I
Por la mañana se había asomado el sol tímidamente. Pero a media tarde, se encapotó el cielo con densos nubarrones, oscureció prematuramente y en cuestión de minutos, empezaron a caer gruesas gotas primero y chuzos de punta después. Se lió una tormenta como nunca se había visto antes en Mediavilla. En los tejados, los canalones apenas daban abasto y escupían agua a borbotones. Y el agua corría calle abajo de parte a parte de la acera porque ni alcantarillas ni desagües colapsados tragaban lo suficiente. Parpadearon las siluetas de las fachadas y durante unas décimas de segundo se hizo muy de día. Luego vino un castañazo. Ese rayo había caído cerca. Igual que en las peores películas de terror. Acto seguido, claro, se fue la luz. El pueblo entero se convirtió en una sombra mojada, silenciosa y fantasmal. Ni farolas, ni semáforos, ni teles detrás de las persianas, ni nada. Sólo yo, tras los salpicados cristales de la ventana, me asomaba, “a ver si paraba”, sujetando mis dos entradas para ver a Carlos Tejeda que aquella noche tenía anunciada una actuación en el “Café El Teatro”.
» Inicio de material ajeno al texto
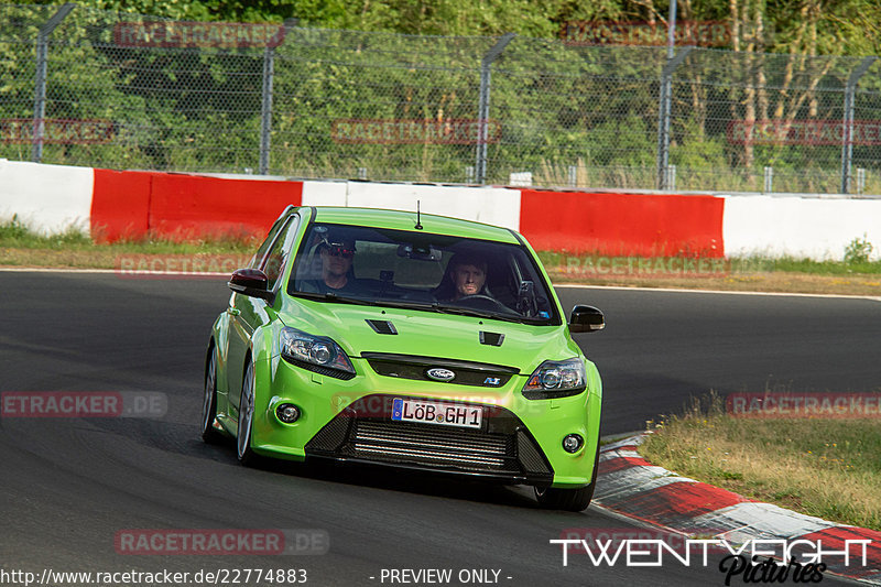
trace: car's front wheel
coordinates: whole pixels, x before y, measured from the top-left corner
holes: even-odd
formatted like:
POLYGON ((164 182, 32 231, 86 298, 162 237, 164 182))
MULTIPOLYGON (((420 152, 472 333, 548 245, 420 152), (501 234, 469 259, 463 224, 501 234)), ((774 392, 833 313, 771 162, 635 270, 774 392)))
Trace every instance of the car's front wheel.
POLYGON ((208 365, 205 367, 205 391, 202 398, 202 439, 217 443, 220 433, 214 428, 217 417, 217 354, 214 346, 208 351, 208 365))
POLYGON ((236 430, 236 446, 239 463, 251 466, 257 461, 257 454, 251 448, 251 427, 254 420, 254 363, 248 361, 244 378, 241 382, 239 398, 239 425, 236 430))

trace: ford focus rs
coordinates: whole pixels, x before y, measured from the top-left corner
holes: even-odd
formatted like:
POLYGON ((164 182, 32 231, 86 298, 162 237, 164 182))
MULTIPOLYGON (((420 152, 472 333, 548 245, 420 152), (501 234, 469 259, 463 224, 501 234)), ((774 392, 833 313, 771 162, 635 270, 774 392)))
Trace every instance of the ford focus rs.
POLYGON ((334 459, 530 485, 580 511, 601 383, 521 235, 418 213, 289 207, 229 280, 202 434, 239 460, 334 459))

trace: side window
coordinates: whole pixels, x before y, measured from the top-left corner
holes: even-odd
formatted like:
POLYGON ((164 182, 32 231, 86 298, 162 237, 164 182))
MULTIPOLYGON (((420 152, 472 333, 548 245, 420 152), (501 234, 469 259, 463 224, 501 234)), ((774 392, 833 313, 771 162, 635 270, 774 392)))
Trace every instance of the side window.
POLYGON ((300 224, 300 217, 291 216, 284 227, 279 231, 275 242, 269 249, 267 257, 263 261, 263 273, 267 274, 269 281, 267 289, 272 290, 275 287, 275 282, 279 281, 282 272, 284 271, 285 261, 291 253, 291 239, 296 235, 296 227, 300 224))
POLYGON ((284 226, 285 220, 287 220, 287 218, 279 218, 278 220, 275 220, 275 222, 272 225, 272 228, 269 229, 269 235, 267 235, 267 240, 263 241, 263 243, 254 253, 253 258, 251 258, 251 262, 249 263, 248 267, 250 267, 251 269, 260 269, 263 258, 267 256, 267 251, 275 240, 275 236, 279 233, 279 230, 281 230, 282 227, 284 226))

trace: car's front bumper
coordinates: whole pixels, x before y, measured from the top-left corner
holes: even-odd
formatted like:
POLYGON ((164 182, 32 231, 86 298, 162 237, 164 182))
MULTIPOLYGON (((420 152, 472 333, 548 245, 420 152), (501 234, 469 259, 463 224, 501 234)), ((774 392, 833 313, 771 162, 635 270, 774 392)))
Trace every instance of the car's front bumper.
POLYGON ((588 369, 588 390, 556 400, 526 400, 525 376, 502 387, 454 385, 390 378, 354 358, 357 374, 336 379, 293 366, 279 357, 255 363, 257 412, 252 447, 273 457, 365 461, 418 468, 508 483, 580 487, 592 478, 598 449, 599 376, 588 369), (393 422, 395 398, 483 405, 481 430, 393 422), (274 415, 294 403, 301 417, 284 424, 274 415), (585 446, 562 448, 577 433, 585 446))

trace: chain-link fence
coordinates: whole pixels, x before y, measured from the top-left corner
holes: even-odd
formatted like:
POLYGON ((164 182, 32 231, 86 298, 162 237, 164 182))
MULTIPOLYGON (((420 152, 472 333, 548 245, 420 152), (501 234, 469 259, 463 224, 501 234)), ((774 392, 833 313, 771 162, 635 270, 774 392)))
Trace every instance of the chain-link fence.
POLYGON ((176 22, 0 4, 0 157, 881 194, 873 57, 176 22))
Con el chubasquero tapándome hasta el cogote, me aventuré a salir de casa a la hora prevista. Los pocos coches que se atrevían por la carretera parecían auténticos fuerabordas, salpicando las aceras a lo bestia a su paso. Con los golpes de viento, el paraguas de la tienda de los chinos cobraba vida propia, cedía y se doblaba por el otro lado, se declaraba en rebeldía y se tornaba ingobernable dejándome al descubierto. Imposible avanzar arrimándome a los portales de las fincas. Jarreaba. El agua caía a chorros y venía por todos lados. No, definitivamente no está esta tierra preparada para las cuatro gotas que caen de golpe al año.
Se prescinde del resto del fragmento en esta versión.